C = np.array([1.0, 0.0, 2.0])
D = np.array([2.0, 1.0, -1.0])
b = np.array([2.0, 1.0, 3.0])

t_hat, p, e = fit_line_scalar(C, D, b)

print("t_hat:", t_hat)
print("projection p:", p)
print("residual e:", e)

t_hat: 0.3333333333333333
projection p: [1.66666667 0.33333333 1.66666667]
residual e: [0.33333333 0.66666667 1.33333333]


**Key Ideas**

1. The least squares solution $\hat{x}$ minimizes  
$$
\|Ax-b\|^2 = x^T A^T A x - 2 x^T A^T b + b^T b
$$  
This is the sum of squares of errors for $m$ equations ($m>n$).

2. The best $\hat{x}$ comes from the normal equation $A^T A \hat{x} = A^T b$.

3. To fit $m$ points by a line $b = C + Dt$, the normal equations give $C$ and $D$.
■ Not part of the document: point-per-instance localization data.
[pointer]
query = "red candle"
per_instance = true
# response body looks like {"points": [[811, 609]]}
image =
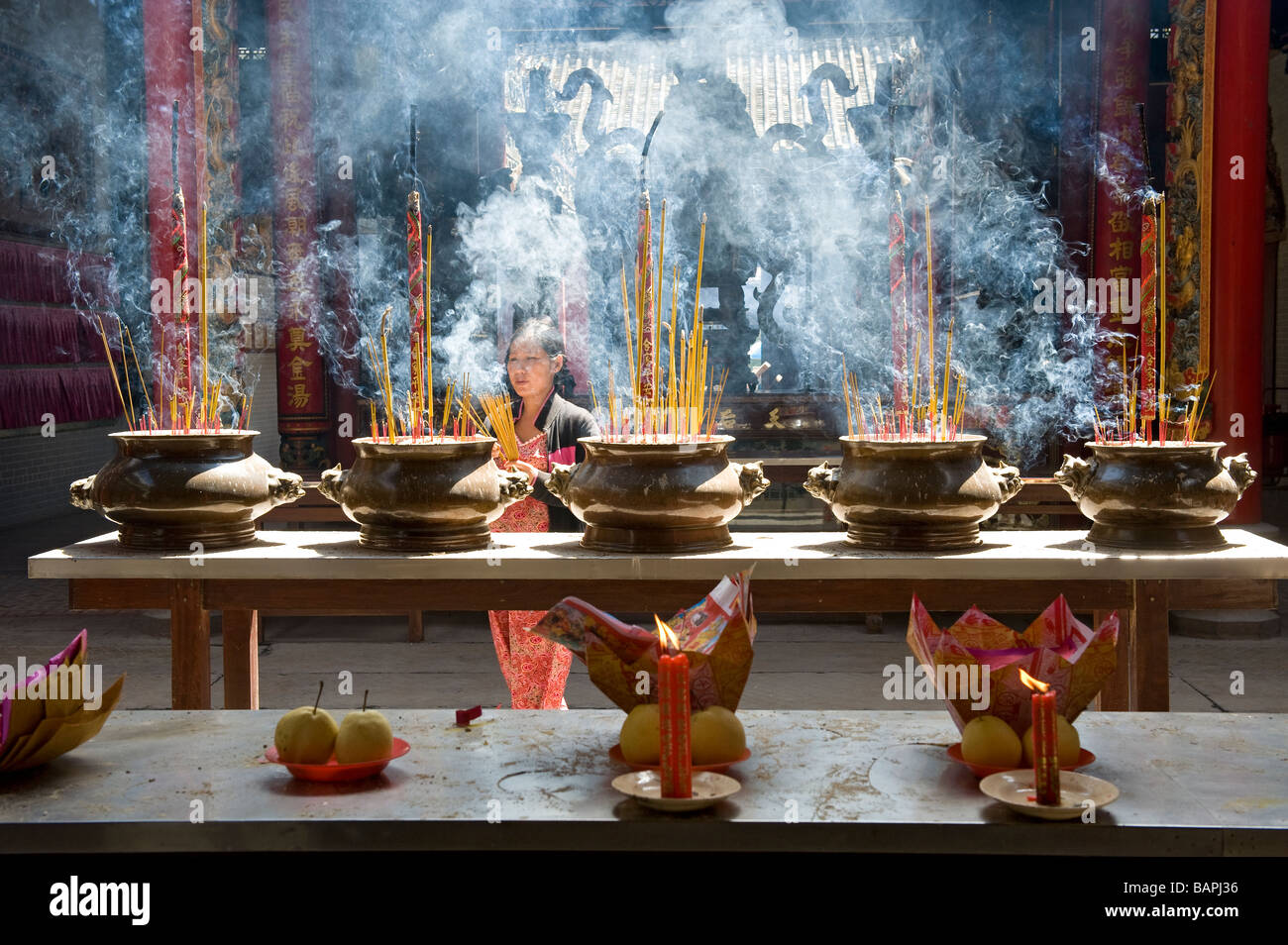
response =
{"points": [[1046, 748], [673, 690], [416, 308]]}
4. Heights of the best line: $p = (p_1, \dots, p_m)$. Errors: $e = (e_1, \dots, e_m)$. Key equation:  
$$
A^T e = 0
$$

5. To fit $m$ points by a combination of $n < m$ functions, $Ax = b$ is generally unsolvable. The least squares solution comes from  
$$
A^T A \hat{x} = A^T b
$$  
yielding the combination with smallest mean squared error (MSE).